I can’t seem to find anything on this, and I’m curious if anyone here might have insight into this.
Why is it that no streaming TV services (with the exception of *some* channels on DirecTV Now) offer 5.1 audio?? I don’t have rear surround speakers, but I can notice the difference between the streaming TV services and my cable package just with the 3.1 setup I’ve got currently. I mean:
* Obviously, the source material has 5.1 audio, as cable and satellite have no problem offering it.
* I wouldn’t expect it to be a bitrate issue. When I rip movies with Handbrake, they recommend ~190Kbps for stereo vs ~360Kbps for surround (I forget exact numbers). The video bitrate has got to be in the Mbps range, so surely having the option of surround wouldn’t break the bank on bandwidth. Amazon/Netflix have no problems offering 5.1. And many of the streaming services *do* offer 5.1 for some VOD content.
* I wouldn’t expect it’s a CPU issue. I had Plex running on a raspberry pi 3, and it had no problems simultaneously transcoding multiple 5.1 AAC tracks to 5.1 AC3 or 2.0 AAC depending on the client doing the streaming.
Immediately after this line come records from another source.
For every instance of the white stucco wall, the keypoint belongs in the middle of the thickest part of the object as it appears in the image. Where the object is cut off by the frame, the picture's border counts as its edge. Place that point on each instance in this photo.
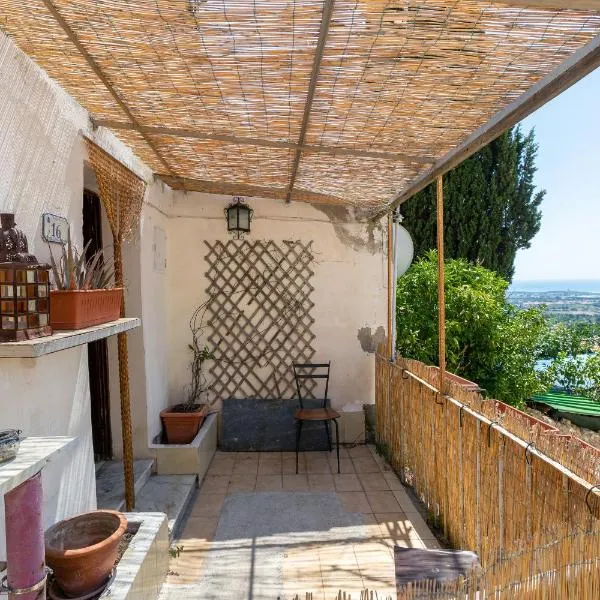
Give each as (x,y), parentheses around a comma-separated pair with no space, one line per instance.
(42,157)
(349,278)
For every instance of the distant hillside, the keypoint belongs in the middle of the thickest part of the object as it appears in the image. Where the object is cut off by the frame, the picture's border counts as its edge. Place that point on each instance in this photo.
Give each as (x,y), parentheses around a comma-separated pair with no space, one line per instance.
(562,305)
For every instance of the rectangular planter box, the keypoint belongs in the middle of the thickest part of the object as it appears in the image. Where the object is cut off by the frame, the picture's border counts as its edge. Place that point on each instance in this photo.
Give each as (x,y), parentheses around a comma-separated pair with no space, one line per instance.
(77,309)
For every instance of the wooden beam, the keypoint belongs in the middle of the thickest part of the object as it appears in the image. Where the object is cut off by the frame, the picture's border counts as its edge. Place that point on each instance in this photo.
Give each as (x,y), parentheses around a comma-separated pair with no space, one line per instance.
(552,4)
(441,285)
(576,67)
(312,85)
(261,142)
(100,74)
(241,189)
(391,286)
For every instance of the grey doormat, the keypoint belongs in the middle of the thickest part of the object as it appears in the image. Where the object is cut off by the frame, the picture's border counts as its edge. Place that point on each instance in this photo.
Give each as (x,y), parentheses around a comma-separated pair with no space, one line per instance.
(257,529)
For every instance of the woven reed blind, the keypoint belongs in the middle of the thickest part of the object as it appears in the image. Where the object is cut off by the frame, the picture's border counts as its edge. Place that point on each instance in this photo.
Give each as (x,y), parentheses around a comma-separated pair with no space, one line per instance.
(122,194)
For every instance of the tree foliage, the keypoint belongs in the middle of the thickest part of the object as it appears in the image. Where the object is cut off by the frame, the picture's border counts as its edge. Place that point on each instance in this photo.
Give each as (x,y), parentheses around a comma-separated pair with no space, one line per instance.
(491,206)
(488,340)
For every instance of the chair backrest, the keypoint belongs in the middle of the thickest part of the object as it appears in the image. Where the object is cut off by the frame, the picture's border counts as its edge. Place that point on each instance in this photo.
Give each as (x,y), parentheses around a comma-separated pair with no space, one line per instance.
(304,371)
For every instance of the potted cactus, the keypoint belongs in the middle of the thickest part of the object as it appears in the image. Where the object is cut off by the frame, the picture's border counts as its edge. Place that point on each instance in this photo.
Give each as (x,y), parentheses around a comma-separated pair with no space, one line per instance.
(84,294)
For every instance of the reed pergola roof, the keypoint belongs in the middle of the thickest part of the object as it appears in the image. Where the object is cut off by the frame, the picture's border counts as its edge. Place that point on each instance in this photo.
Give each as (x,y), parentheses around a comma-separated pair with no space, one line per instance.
(357,102)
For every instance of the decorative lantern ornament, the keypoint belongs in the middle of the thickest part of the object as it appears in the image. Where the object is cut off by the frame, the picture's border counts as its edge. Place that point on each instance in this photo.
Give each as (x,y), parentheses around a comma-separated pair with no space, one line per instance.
(24,287)
(238,215)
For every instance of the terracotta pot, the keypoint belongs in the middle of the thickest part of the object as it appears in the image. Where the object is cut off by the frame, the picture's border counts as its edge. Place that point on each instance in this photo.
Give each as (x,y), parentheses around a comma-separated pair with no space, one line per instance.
(182,427)
(82,550)
(76,309)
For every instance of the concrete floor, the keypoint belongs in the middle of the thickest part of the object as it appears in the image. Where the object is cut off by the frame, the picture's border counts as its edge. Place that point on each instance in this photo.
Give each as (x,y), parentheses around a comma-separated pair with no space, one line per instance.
(259,531)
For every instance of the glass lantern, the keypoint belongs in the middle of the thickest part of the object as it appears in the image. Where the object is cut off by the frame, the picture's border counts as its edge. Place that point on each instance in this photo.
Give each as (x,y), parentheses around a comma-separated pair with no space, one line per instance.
(239,215)
(24,288)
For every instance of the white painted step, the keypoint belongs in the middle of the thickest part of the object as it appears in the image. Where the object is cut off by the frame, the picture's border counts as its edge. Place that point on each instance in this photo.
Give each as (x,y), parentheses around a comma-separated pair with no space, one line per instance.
(110,484)
(170,494)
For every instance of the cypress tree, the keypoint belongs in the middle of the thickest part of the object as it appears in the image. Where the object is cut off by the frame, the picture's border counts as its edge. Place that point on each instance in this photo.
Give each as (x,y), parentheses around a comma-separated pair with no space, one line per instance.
(491,208)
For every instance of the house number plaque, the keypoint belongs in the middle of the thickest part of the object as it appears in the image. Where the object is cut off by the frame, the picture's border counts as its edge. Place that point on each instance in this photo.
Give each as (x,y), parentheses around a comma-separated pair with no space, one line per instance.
(55,229)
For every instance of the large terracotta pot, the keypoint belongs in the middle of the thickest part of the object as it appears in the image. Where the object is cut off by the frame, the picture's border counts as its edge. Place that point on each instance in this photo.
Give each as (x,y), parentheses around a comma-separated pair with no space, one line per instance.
(76,309)
(82,550)
(182,427)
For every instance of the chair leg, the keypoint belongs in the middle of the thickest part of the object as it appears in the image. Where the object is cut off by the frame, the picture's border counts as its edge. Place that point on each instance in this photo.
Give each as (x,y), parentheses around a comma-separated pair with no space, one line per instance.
(326,423)
(337,439)
(298,432)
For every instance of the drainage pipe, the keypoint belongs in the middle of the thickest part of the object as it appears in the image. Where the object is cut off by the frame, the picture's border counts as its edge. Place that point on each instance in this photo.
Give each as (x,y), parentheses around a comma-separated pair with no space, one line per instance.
(26,569)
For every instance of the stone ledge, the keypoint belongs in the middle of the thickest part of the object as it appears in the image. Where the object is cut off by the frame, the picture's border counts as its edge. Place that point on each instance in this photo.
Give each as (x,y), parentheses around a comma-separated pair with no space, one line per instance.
(32,455)
(63,340)
(143,568)
(188,459)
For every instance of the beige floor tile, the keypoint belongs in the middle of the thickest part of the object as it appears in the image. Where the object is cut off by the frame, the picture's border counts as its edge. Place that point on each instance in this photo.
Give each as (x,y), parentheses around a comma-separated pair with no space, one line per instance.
(347,483)
(346,465)
(382,502)
(269,483)
(302,573)
(207,505)
(405,501)
(401,530)
(275,455)
(355,502)
(320,482)
(215,484)
(289,464)
(376,564)
(317,464)
(198,528)
(271,467)
(221,465)
(393,481)
(246,466)
(187,567)
(373,482)
(242,483)
(366,465)
(295,483)
(360,451)
(381,462)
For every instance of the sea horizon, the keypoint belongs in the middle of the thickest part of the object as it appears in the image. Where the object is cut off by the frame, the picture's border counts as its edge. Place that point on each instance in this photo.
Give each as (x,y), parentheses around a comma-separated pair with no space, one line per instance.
(591,286)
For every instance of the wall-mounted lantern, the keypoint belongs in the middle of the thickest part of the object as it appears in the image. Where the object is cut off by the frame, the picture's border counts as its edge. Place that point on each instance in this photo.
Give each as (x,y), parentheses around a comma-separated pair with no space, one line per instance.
(238,215)
(24,287)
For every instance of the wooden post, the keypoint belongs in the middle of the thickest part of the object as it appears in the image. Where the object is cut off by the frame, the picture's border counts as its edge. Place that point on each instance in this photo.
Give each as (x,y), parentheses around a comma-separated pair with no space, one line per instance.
(128,472)
(441,286)
(391,286)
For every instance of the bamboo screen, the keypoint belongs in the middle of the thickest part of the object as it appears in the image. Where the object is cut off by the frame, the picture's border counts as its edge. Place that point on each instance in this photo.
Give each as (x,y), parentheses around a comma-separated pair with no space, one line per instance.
(214,94)
(522,499)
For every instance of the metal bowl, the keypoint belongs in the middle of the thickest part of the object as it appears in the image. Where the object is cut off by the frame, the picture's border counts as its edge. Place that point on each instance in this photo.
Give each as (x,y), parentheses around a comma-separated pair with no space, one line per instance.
(10,440)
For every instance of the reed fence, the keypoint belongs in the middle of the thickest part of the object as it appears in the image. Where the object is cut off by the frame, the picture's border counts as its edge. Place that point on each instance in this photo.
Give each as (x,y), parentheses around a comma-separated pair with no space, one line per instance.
(495,481)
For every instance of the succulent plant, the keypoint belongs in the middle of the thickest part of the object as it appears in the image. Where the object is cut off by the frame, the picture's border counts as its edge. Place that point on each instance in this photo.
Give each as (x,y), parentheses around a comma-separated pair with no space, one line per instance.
(73,272)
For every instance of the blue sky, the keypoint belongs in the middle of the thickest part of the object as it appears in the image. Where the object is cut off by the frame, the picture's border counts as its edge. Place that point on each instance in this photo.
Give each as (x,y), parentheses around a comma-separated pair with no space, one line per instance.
(568,134)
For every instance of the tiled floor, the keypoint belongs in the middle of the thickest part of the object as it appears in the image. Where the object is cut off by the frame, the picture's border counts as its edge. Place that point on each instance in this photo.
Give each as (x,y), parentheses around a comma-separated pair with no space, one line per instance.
(257,530)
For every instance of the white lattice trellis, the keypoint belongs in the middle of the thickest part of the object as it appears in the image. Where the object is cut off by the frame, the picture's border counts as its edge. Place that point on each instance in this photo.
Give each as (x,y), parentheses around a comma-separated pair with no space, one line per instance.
(259,316)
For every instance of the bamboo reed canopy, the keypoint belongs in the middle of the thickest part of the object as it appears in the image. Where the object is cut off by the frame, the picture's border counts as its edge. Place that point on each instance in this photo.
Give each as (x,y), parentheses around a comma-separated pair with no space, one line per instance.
(329,101)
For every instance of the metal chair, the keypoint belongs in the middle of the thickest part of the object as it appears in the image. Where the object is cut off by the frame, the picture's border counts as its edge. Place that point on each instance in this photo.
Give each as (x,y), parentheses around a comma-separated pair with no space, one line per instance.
(303,371)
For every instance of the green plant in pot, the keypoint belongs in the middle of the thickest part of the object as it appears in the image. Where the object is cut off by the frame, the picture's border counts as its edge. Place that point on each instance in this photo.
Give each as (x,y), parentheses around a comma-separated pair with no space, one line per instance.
(182,421)
(85,294)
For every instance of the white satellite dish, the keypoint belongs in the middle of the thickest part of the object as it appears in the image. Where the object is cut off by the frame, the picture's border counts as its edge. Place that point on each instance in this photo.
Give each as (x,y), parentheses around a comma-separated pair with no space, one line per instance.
(405,250)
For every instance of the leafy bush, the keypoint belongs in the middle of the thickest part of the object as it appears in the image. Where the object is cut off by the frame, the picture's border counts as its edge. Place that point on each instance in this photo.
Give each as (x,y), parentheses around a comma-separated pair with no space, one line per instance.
(578,374)
(488,340)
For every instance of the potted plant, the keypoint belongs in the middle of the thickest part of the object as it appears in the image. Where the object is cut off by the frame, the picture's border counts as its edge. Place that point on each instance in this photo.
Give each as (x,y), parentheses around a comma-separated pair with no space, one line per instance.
(182,421)
(85,295)
(82,550)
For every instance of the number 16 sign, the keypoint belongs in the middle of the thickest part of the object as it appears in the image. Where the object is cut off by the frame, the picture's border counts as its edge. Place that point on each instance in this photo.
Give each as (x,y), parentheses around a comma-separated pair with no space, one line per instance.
(55,229)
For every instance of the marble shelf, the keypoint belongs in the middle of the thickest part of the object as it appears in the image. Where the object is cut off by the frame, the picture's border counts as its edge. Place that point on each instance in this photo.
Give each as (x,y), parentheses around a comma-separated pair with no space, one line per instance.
(62,340)
(33,454)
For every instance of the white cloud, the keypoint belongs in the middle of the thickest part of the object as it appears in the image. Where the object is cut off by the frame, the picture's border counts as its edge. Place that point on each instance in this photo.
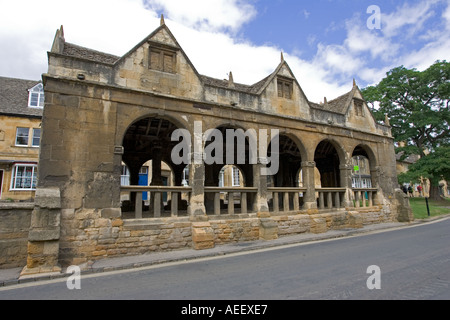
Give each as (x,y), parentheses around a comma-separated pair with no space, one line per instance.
(207,32)
(408,19)
(215,15)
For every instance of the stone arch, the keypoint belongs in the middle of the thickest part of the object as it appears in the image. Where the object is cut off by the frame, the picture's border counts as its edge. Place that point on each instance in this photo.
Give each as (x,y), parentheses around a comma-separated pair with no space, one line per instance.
(365,177)
(291,153)
(329,155)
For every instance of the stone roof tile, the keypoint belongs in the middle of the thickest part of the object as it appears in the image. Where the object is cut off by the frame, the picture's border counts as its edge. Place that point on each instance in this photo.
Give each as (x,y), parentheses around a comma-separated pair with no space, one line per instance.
(14,97)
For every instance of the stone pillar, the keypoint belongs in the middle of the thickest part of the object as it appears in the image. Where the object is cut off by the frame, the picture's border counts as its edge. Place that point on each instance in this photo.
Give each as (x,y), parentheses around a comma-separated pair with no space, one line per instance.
(346,182)
(44,234)
(309,198)
(155,198)
(260,204)
(376,175)
(196,209)
(156,166)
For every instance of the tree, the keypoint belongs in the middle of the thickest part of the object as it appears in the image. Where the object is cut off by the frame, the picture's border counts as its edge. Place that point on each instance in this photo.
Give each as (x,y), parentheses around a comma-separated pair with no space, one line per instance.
(417,105)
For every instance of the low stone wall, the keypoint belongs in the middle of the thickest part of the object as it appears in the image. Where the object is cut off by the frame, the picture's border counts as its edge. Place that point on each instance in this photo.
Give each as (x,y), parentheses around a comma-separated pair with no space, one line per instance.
(15,221)
(89,235)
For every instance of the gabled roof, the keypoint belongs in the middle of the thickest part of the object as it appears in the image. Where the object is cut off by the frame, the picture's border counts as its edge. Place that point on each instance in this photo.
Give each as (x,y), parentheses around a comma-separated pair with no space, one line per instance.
(88,54)
(14,97)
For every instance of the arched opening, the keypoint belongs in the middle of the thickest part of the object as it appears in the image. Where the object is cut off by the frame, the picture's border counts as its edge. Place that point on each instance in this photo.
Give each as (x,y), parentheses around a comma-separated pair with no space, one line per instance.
(290,161)
(363,175)
(363,162)
(228,165)
(147,162)
(289,175)
(327,162)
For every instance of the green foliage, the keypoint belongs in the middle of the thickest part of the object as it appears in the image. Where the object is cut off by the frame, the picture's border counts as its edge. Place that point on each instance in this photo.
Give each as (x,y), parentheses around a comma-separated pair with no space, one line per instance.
(417,104)
(435,166)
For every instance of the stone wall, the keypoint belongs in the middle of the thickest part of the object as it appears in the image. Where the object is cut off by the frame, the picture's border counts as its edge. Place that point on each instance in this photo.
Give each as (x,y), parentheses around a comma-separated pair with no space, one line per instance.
(15,221)
(89,235)
(92,234)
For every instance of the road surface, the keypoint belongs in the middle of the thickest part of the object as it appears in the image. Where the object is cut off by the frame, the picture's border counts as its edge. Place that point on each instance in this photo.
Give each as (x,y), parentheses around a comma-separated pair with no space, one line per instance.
(408,263)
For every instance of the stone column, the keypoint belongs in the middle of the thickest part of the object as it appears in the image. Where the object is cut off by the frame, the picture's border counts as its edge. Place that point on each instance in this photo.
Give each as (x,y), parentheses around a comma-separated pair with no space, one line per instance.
(375,175)
(44,234)
(346,182)
(156,166)
(196,209)
(260,204)
(309,198)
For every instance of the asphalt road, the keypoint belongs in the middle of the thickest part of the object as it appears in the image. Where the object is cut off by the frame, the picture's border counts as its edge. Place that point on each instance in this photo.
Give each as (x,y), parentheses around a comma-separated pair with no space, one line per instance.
(413,263)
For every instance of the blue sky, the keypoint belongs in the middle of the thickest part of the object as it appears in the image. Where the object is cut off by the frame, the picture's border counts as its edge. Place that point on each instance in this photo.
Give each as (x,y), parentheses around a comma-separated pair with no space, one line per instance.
(326,43)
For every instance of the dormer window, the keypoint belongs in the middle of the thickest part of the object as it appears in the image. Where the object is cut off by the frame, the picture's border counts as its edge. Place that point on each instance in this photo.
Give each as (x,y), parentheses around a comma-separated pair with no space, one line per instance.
(36,96)
(163,58)
(358,107)
(284,87)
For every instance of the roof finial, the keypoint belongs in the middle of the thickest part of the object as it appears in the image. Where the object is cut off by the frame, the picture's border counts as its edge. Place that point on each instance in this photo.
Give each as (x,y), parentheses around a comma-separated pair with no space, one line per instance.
(230,80)
(61,31)
(386,120)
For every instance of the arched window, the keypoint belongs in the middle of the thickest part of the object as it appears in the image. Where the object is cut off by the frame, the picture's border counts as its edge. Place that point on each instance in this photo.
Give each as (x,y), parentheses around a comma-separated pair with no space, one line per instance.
(36,97)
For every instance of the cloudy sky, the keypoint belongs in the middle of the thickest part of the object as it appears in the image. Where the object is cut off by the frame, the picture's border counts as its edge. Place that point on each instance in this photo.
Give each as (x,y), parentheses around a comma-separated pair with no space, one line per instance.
(326,43)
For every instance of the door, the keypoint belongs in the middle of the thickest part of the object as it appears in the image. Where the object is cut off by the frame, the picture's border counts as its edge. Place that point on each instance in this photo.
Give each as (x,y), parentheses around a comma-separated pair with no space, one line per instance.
(1,183)
(143,181)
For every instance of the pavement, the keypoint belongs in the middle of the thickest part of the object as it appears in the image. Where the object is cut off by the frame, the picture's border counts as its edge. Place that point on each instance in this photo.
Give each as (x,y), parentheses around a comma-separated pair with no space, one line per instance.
(10,277)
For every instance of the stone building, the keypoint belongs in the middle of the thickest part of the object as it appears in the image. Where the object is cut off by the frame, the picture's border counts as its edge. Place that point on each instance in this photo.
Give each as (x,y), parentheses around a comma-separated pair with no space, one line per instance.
(21,106)
(102,111)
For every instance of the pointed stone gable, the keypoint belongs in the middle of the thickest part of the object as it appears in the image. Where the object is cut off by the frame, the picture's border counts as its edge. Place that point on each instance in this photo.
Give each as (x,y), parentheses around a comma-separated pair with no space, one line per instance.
(158,65)
(163,36)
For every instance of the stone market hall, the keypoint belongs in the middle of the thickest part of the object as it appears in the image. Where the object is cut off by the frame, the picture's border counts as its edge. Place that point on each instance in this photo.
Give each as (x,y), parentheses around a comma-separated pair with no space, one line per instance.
(103,113)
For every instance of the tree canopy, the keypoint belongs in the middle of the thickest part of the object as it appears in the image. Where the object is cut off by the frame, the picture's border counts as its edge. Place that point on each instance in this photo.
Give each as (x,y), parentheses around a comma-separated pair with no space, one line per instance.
(417,105)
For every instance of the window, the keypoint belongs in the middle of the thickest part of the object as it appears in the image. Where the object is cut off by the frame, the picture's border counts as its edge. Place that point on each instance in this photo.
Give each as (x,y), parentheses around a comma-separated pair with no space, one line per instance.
(36,138)
(125,176)
(285,88)
(24,177)
(185,181)
(36,97)
(22,137)
(236,182)
(162,60)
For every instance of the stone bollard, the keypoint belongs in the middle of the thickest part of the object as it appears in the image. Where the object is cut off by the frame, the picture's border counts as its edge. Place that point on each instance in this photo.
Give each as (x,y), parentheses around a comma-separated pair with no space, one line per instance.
(202,235)
(43,237)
Most of these services are offering in the realm of 20-70 channels… surely throwing an extra computer or two in the mix to handle the added burden of encoding 5.1 in realtime would be worth the cost.
* I wouldn’t expect it to be a licensing issue since 1) again, they often offer it for VOD content, 2) OTA streams in 5.1 (not sure of the codec there).
Then again, the fact that DirecTV is starting to offer it on some channels but not all makes me think maybe it is a resource issue (CPU, bitrate, memory, etc). Do the big streaming services run that close to their resource limits? (I certainly wouldn’t expect that out of, say, Google with Youtube TV).
And perhaps, then, there hasn’t been enough interest to justify the resource overhead? In which case, could they, perhaps, make it a paid add-on for those of us who really want it?
It just boggles my mind that not a single service has done this yet. This seems like one of those things that would be fairly low-hanging fruit to implement, and would garner subscriptions from at least a decent-sized niche of those who care about it.